Walking for at least 11 minutes a day lowers risk of premature death: Study
Walking for at least 11 minutes every day could lower your risk of premature death by almost 25 percent, according to the largest study to date of physical activity, disease risk and mortality.
Published in the British Journal of Sports Medicine, the ambitious study analyzed health data for more than 30 million people, looking for correlations between how much people move and how long and well they live.
Its findings show that even small amounts of exercise contribute to substantial improvements in longevity and can lower risks of developing or dying of heart disease and many types of cancer.
For the new study, researchers at the University of Cambridge, Queen’s University Belfast, and other institutions decided to aggregate data from as many relevant past studies as possible, creating a far larger pool of participants and potentially more-convincing results.
They wound up with 196 studies, covering more than 30 million people, making this by many measures and a hefty margin, “the largest” study of how exercise contributes to longevity, said Leandro Garcia. Garcia is a public health and complexity researcher at Queen’s University Belfast who led the new study.

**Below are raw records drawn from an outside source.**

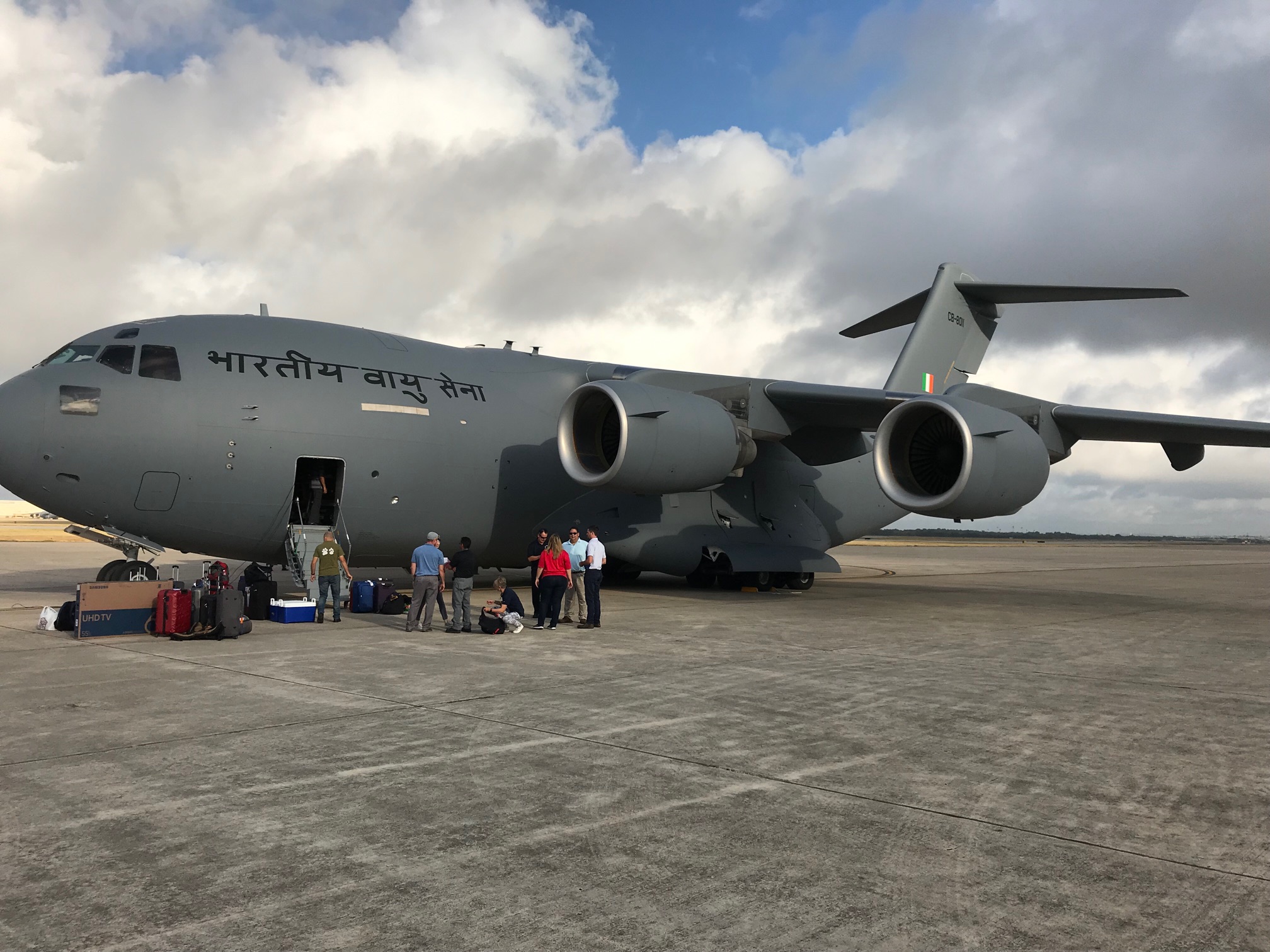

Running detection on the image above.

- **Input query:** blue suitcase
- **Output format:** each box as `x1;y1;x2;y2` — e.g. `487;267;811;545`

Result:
348;579;375;612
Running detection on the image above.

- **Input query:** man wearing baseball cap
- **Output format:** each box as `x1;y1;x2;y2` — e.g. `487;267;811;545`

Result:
405;532;446;631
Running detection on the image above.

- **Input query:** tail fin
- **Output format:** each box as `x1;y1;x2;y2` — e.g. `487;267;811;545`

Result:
841;263;1186;394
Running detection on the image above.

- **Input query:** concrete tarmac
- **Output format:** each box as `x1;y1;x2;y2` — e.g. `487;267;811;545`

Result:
0;543;1270;952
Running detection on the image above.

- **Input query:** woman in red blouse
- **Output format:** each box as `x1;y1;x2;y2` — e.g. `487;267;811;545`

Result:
534;535;573;630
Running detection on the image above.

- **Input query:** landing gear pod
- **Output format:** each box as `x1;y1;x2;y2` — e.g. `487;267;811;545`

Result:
874;396;1049;519
558;381;757;494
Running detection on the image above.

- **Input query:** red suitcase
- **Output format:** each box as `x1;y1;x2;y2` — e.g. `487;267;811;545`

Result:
155;589;194;635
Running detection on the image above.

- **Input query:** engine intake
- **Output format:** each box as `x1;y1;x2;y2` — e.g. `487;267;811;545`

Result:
558;381;757;494
874;396;1049;519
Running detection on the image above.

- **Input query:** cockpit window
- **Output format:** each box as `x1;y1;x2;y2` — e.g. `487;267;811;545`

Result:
39;344;98;367
96;344;137;373
59;386;101;416
137;344;180;380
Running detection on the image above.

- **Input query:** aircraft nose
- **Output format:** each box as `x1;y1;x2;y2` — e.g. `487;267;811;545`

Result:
0;375;45;496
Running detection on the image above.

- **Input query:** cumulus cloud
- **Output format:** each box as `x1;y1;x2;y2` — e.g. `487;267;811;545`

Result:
0;0;1270;532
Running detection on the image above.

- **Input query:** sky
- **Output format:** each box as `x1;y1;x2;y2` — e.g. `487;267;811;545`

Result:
0;0;1270;535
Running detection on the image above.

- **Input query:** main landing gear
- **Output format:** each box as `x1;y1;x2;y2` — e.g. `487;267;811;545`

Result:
687;571;815;591
96;558;159;581
66;526;164;581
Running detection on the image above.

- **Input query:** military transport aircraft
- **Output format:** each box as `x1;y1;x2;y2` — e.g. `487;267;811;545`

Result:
0;264;1270;587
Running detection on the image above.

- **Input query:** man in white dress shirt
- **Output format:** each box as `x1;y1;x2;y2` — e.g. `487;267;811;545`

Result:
578;526;607;628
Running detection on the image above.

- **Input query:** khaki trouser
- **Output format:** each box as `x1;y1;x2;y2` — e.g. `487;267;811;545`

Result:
405;575;441;631
450;579;472;628
564;571;586;622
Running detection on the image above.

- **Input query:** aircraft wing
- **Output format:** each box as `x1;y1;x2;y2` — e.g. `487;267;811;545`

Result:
1051;404;1270;447
764;381;1270;470
764;381;920;430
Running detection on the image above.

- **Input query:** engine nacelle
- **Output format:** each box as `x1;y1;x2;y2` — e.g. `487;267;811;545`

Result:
874;396;1049;519
558;380;757;494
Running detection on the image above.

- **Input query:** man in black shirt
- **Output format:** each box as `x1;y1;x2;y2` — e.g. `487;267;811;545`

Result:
446;536;476;632
526;530;547;616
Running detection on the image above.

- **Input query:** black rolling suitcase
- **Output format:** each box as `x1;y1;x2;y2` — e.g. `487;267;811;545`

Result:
245;581;278;622
216;589;246;638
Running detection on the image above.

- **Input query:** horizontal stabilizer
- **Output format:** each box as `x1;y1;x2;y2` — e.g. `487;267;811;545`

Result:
838;281;1186;337
838;288;931;337
1053;404;1270;446
955;281;1186;305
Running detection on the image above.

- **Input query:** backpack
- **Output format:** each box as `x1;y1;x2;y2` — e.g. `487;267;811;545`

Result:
380;591;410;615
241;562;273;589
54;602;79;631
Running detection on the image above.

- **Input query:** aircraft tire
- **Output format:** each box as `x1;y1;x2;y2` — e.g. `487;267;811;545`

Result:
96;558;129;581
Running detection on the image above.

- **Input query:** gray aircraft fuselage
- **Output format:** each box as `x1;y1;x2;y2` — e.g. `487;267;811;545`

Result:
0;315;905;575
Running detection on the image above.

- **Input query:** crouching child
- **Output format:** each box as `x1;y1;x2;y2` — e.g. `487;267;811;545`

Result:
480;575;525;635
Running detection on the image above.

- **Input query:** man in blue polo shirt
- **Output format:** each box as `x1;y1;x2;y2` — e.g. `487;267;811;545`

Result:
405;532;446;631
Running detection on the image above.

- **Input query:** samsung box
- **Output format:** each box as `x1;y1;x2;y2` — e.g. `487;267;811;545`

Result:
269;602;318;625
75;580;171;638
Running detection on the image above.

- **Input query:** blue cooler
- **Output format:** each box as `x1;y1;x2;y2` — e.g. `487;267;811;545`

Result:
269;602;318;625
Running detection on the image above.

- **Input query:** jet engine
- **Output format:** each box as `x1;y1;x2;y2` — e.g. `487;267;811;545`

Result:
558;380;757;494
874;396;1049;519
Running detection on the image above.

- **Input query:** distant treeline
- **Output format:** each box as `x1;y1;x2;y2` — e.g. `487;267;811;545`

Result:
864;530;1270;546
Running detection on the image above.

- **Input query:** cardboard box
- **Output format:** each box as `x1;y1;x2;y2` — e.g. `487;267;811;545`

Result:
75;580;171;638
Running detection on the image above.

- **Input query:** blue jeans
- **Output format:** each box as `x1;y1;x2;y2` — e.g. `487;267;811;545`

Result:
318;575;339;621
539;575;569;628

Perhaps most inspiring, the study’s statistical analysis suggests that 1 in 10 of all early deaths might be averted if each of us got up and moved even a little more than many of us currently do.
150 minutes vs. 75 minutes a week
For years, governmental health agencies in the United States, Canada, Europe and other nations have recommended that anyone capable of exercising should exercise moderately for at least 150 minutes a week for optimal health. (Moderate exercise means a brisk walk or similar exertions that raise your heart rate and breathing enough that conversation becomes difficult.)
In practical terms, these guidelines promote walking briskly for half-an-hour five times a week.
But most of us don’t, according to the latest federal statistics, which show only about 47 percent of American adults exercise enough.